After finally getting past the overhang (lose about 150 feet of height) I came to the last scree slope before the top. Due to unstable snow I was 'forced' to take the slabs to the right. They were much better than the scree but the loose rocks on top of the slabs resulted in sore hands from constantly having to get my balance. I topped out on the summit to a wind-free and glorious view in all directions. Mount Assiniboine and the lofty peaks around the Haig Glacier stole the show but many, many other summits were also visible.

 

 
[Looking off the ascent slopes towards the Haig Ice field (L) and Mounts Smuts and Shark (R). ++]

 
[Summit views now, from L to R prominent peaks include Joffre, French, Robertson, Burstall, Sir Douglas, King George, Commonwealth, Birdwood, The Fist, Smuts and Tent Ridge++


[]


[Lunette Peak and the Matterhorn of the Canadian Rockies, Mount Assiniboine are clearly visible today. The route I followed goes up the left hand sky line ridge.]

 
[An amazing summit panorama from the Haig to Assiniboine. ++]

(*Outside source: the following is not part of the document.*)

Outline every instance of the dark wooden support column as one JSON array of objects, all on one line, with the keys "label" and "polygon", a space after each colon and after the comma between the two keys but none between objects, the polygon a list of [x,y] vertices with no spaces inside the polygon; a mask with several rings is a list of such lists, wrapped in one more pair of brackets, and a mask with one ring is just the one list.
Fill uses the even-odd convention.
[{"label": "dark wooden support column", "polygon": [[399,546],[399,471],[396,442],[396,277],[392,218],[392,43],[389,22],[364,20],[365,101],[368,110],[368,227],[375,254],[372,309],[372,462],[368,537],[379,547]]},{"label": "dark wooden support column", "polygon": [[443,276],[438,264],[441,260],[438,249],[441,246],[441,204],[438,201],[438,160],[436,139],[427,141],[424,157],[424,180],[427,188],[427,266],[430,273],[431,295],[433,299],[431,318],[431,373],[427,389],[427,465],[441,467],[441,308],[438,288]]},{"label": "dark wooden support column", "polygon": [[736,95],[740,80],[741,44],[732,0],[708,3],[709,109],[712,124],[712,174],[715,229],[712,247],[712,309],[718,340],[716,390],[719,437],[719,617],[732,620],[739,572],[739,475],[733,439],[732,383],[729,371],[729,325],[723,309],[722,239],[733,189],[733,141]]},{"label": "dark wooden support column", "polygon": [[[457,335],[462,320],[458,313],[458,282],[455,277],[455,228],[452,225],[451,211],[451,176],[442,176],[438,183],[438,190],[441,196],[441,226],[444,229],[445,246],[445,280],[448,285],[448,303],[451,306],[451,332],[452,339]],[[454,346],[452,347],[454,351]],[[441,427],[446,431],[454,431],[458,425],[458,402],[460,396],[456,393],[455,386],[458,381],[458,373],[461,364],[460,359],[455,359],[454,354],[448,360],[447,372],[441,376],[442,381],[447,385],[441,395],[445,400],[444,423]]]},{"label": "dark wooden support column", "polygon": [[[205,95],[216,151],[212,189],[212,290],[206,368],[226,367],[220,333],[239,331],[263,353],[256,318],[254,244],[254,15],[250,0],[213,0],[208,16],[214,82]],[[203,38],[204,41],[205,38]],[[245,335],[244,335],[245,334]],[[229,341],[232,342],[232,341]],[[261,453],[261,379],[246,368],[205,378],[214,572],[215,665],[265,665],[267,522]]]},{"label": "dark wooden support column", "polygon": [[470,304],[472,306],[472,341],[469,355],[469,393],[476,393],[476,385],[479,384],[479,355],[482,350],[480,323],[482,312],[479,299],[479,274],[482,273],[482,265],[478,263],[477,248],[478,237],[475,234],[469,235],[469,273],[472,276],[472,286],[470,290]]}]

[Sparrowhawk (L) and Bogart (R) are just visible over the summit cornice.]


[The Tower lies just beside Engadine to the SE.]


[Great shot of French, Robertson and Sir Douglas (L to R) with Commonwealth Lakes underneath.]


[Looking east past Bogart on the left over hwy 40 towards the front ranges.]


[Looking over South Kidd towards Mount Allan.]

 

The only thing harder than going up the ridge is coming back down it. So naturally that's what I decided to do! I needed practice on my down climbs and I got it! When I got near the bottom of the ridge I forgot where I had gained the ramp and went too low. This resulted in me making some dumb decisions and ultimately I found myself going back up terrain that I couldn't believe I had just come down. The worst moment had me clinging desperately onto a patch of moss with both hands while my feet slipped out from under me and I dangled briefly over 100 feet of thin air... After that excitement I managed to find out where I had missed the ramp and quickly headed back to the car.

 


[Looking down the scree bash from the summit.]


[Looking across Little Buller to Mount Nestor and Old Goat Mountain.]


[Great views of Sparrowhawk with Wind and Lougheed in the background.]


[Those slabs under the summit of Buller bring back memories!]


[Descending under an over hang on the ridge.]


[Looking back up towards the summit - you can see the pebble-on-slab in the foreground.]


[More complexities on the ridge.]

 

Good thing I was making lots of noise through the bush (lots of bear scat) because there was a really big black bear not 100 meters from the trailhead. I watched him for a long time and it capped a wonderful day. On my drive home I spotted another black bear in the ditch, munching on Dandelion flowers and I spent another 30 minutes just watching him chow down. Beautiful creatures in their natural habitat - not the monsters so many folks seem to fear!

 


[A large bear near the Engadine trail head.]


[A much smaller black bear enjoying Dandelions in ditch along the Spray Lakes road.]

Comments

Again, a highly enjoyable and slightly hair-raising scramble. I did this one back in 1999, with an Alpine Club of Canada trip.
Yes, Engadine is exposed. And the exposure on the ridge is sustained, unlike say the brief sections of serious exposure that are experienced on Mt. Baldy or Mt. Wilcox or on Mt. Edith.
Really glad to see someone documenting their scrambles and climbs with such good photos and route 'beta'. My only notes from some of these same ascents are on Peakbagger.com, and while a great website, the Peakbagger format doesn't support much photography, so I mostly don't load up pictures.